- From: Martin Duerst <duerst@w3.org>
- Date: Fri, 19 Nov 2004 15:11:03 +0900
- To: dc <deepak.rathore@gmail.com>, www-international@w3.org
At 14:10 04/11/19, dc wrote: > >hi all, > >In windows, non ascii data is treated as unicode( wide char) ucs-2/ >utf-16. for eg filename That's true for Windows NT/2000/XP, internally and for the 'wide-character' APIs. As far as I understand, it's not true internally, although I guess Windows 98 exposes filenames as UCS-2/UTF-16 for those 'wide-character' APIs available on that system. All MS Windows systems still expose file names in the local (often not really correctly called "ANSI") encoding for the old (bytestring-oriented) APIs. This shows up when running software written for both unix and windows using these APIs. A typical example would be a cvs client on Windows. >how does unix systems treat ??????? Unix treats them as bytes.
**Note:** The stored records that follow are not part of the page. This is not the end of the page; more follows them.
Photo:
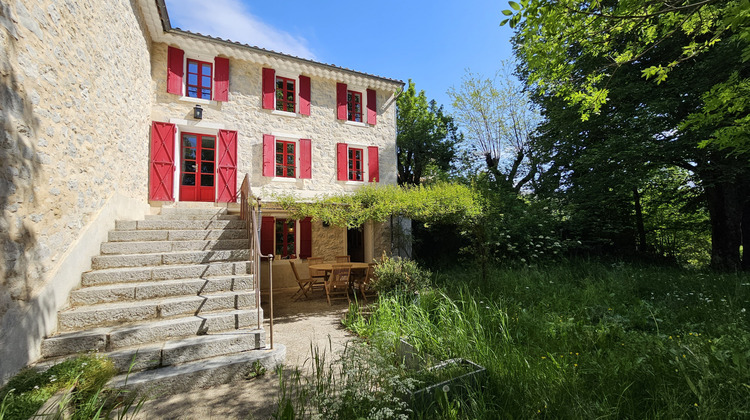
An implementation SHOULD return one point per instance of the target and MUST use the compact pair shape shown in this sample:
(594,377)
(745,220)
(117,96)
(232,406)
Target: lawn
(573,340)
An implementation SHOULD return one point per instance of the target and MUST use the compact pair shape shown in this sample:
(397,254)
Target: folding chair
(304,284)
(338,283)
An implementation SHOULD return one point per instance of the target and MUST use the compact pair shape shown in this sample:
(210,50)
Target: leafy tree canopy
(437,203)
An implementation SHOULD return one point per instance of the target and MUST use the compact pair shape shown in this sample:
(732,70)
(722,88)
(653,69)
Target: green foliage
(583,340)
(29,390)
(426,138)
(441,202)
(400,276)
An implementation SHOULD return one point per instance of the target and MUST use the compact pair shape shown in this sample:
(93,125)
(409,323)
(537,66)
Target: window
(285,94)
(355,165)
(199,79)
(354,106)
(285,159)
(286,234)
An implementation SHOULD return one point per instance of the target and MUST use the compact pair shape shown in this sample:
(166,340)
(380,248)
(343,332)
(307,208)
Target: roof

It has no idea about what the encoding is. Each user/process can choose an encoding by setting (the encoding component) of a locale. In the old days, that was fine; everybody in Japan on Unix machines was using EUC-JP, and nobody else was seeing these file names. In a networked world, that's no longer the case at all, so this model doesn't really work anymore, but it's still in wide use. The tendency (although slow) today is to move towards using UTF-8 for encoding file names. This works quite well in many cases. But it needs concious decisions, setup, and a bit of user education. On Macs, I'm not sure what's used internally, but on the Unix side of Mac OS X, filenames are exposed as UTF-8. The problem on the Mac is with normalization; in most cases (as far as I understand except Korean), filenames are decomposed. Depending on the interface used, that may or may not show up, similar to how differences in case handling between Windows and Unix systems may or may not show up. Regards, Martin.
Received on Friday, 19 November 2004 13:39:52 UTC